Cancer is a very serious disease if it is not found early. We all know. It is one of the leading causes of death in humans, and it also wreaks havoc on the feline population. Any cat of any age can suffer from it, although it is more common from 8-10 years.
One of the things that the vet can recommend is to treat it with medications, so we are going to explain what is chemotherapy for cats and what are the effects it can cause.
What is it?
Thinking about chemotherapy often makes us feel bad. A person, perhaps a family member, who has had very strong side effects due to the treatment immediately comes to mind. But in the case of cats, the same does not have to happen, since better tolerate treatment And, apart, much lower doses are used so that they do not affect their quality of life.
Drug therapy, which is chemotherapy, will be more or less effective depending on when the diagnosis is made. The earlier it has been, the more likely it is to be successful. To the cat you will be given a set of low-dose medications, which will interfere with the ability of cancer cells to divide. This will prevent the disease from getting worse.
What are the effects?
Although they tolerate it better than humans, this does not mean that they do not have to suffer from side effects. These effects can be:
- Bone marrow suppression: When drugs that affect the bone marrow are given, the number of white blood cells (responsible for protecting the body) decreases. Therefore, blood samples should be taken regularly between 7 and 10 days after administration to monitor them. In the event that the count is low, you will be given a lower dose of chemotherapy and temporarily given antibiotics.

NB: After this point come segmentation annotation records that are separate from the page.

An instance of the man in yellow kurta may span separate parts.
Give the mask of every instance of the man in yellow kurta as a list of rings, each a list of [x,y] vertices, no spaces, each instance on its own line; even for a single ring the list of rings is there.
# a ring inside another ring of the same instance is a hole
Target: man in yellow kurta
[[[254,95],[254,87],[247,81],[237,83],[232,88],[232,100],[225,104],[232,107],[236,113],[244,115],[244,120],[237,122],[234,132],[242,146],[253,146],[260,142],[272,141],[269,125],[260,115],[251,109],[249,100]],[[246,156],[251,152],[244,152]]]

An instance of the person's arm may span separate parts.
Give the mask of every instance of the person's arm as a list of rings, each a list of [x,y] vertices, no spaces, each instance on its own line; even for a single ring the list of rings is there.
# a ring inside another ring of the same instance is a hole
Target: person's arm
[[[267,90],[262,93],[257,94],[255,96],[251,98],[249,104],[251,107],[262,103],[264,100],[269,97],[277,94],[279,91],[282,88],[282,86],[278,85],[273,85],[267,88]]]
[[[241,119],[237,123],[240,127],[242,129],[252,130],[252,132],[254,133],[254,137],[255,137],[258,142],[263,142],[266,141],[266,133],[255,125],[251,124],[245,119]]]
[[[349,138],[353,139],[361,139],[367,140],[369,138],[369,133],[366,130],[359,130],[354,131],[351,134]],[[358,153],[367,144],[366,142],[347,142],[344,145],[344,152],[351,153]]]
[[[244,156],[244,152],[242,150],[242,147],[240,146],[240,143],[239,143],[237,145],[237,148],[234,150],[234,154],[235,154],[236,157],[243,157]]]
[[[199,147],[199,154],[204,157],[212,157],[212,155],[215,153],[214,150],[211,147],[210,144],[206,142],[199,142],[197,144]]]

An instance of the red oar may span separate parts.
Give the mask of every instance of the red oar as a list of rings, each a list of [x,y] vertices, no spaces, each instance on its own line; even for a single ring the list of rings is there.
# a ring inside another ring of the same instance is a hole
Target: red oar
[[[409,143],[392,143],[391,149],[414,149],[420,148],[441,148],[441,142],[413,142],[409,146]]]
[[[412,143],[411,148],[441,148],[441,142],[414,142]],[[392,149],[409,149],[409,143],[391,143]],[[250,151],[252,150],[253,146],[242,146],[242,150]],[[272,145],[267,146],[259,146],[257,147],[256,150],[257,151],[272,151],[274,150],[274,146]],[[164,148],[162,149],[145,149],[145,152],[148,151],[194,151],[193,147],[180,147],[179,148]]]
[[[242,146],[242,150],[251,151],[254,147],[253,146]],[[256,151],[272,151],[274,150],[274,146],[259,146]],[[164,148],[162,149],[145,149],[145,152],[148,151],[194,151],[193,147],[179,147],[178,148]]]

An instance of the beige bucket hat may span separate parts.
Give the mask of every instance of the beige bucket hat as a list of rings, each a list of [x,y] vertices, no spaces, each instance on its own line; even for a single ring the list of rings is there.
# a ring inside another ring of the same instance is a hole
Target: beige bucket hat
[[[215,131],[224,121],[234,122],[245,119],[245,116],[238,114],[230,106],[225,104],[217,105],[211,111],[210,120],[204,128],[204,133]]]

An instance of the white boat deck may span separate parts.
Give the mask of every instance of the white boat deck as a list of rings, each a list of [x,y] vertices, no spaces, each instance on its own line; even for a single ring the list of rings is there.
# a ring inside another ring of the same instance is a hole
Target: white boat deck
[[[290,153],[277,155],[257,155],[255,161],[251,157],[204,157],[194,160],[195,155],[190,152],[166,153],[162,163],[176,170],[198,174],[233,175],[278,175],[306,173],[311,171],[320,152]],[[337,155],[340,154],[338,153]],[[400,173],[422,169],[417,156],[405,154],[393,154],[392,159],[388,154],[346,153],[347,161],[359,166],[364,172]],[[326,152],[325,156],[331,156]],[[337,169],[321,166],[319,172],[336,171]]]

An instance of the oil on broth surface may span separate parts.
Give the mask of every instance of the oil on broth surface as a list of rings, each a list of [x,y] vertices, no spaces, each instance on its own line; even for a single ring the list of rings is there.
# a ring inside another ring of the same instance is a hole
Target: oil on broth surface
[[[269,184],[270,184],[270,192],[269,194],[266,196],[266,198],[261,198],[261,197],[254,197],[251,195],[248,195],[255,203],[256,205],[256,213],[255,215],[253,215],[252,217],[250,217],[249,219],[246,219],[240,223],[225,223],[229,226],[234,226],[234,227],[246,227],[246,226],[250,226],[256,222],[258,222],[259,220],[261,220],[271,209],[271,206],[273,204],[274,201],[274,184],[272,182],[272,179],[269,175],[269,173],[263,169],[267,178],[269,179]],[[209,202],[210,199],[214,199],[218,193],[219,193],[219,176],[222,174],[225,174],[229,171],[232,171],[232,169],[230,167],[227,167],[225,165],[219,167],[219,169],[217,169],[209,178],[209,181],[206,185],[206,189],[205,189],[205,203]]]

- Gastrointestinal irritation: it manifests itself a few days after the administration of the drugs. Symptoms are vomiting, nausea, lethargy, and / or loss of appetite.
- Loss of hair: It is not as common as in humans, but it can happen. Whiskers can also fall out (but don't worry, they grow back).
How to take care of it during treatment?
A cat being treated with chemotherapy will need to be closely watched. It is very necessary keep a diary of behavior, appetite and any other abnormalities that may arise, such as vomiting or nausea. In addition, he should be given (now and always) a high-quality diet, free of cereals, which will help him feel stronger, with more energy.
Of course, you don't have to give him any medication. It will only be done if the vet has advised it. Self-medicating on our own can be fatal.